To share an anecdote, my friend Moriah says her Skullcandy earbuds have lasted her over three years of constant use, and the only thing wrong with them is that the paint's started to chip off.
Skullcandy has since branched out to cater to gamers with a new line of headphones after its acquisition of Astro Gaming, well respected for their A30 and A40 series of gaming headphones. Their new headphones include the SLYR, the PLYR 2 and the PLYR 1. We'll be covering the SLYR in this review.
The SLYR is the most inexpensive option of Skullcandy's gaming lineup, and it should be compared to other headphones in the sub-$200 price range. Priced at a mere $80, the headset comes with a pair of decent cans and a serviceable microphone. Both items share a single connection that plugs directly into a portable USB mixer.
For the purpose of this review, I tested the SLYR on Borderlands 2 for the PC and Halo 4 for the Xbox 360.
Both the sound and music came through the speakers loud and clear, and I could hear my teammates voices through the gunfire thanks to game's ability to lower the game volume during conversation. Despite this feature, there were moments when my teammates would've been difficult to comprehend on my surround speakers, but I had no problem discerning their speech on the SLYR.
Likewise, my teammates could understand my voice just fine, and the built-in microphone—while certainly not on the same caliber as an Apogee microphone—served its purpose a lot better than any Plantronics headset I've ever used, which typically had teammates complaining about how "tinny" I sounded. The built-in microphone is compact and stays well out of the way, and it can also be folded into the headset when not in use.
For the Xbox 360, I had to plug the portable mixer into the Xbox 360. The mixer comes with a whole lot of wires, and my only qualm with that I wish the headset were wireless—but for $80, that's not really a possibility and not something I have any complaints about. Thankfully, the wires are long enough that I didn't have any trouble while using the SLYR despite sitting several feet away from both the TV and the gaming console.

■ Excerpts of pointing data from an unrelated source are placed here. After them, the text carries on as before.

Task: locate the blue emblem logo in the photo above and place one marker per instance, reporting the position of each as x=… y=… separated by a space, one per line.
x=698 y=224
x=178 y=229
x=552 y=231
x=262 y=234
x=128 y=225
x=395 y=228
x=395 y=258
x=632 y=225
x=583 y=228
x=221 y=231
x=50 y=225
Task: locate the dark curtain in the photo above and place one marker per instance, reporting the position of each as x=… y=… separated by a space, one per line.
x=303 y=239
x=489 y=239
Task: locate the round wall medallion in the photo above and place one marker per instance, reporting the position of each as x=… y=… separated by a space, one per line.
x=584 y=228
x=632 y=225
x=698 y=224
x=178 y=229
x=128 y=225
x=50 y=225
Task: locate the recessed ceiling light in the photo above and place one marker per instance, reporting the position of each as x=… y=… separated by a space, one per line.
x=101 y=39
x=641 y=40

As I mentioned before, the SLYR comes with an in-line mixer that serves as a portable sound card. You'll need it to use the microphone as the headset only contains a single audio jack, and it comes with a volume function and three equalizer options. There's Bass, Precision, and Supreme. Precision makes the sound tinny, while Bass just makes it difficult to hear your teammates. For the best audio quality, the settings are best left on Supreme. It's not a feature that lends much to the whole package as the headphones sound fine without these bells and whistles.
Make and Materials
The SLYR's made out of hard plastic that doesn't feel cheap, and is comparable to what you might find on Sennheiser's much more expensive HD598 headphones.
The cups are made of soft fabric that remain cool and comfortable on the ears after long periods of wear. They're also a lot more durable than the pleather usually found on other headsets, which tend to flake off after a couple months of heavy use.

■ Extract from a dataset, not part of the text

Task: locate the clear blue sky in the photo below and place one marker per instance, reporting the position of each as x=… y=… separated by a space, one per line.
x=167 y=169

The only potential problem with the SLYR is its cable, which isn't heavy gauge. The wires are noisy, so the SLYR isn't a good option for outdoor use. Thankfully, the wires aren't built into the headphones so you can swap them out for heavier replacements should you need to.
Unless you're willing to pay more for a headset, the SLYR does little wrong for its price. Clear sound, a decent microphone, and problem-free functionality regardless of platform make it a good headset for any gamer on a budget.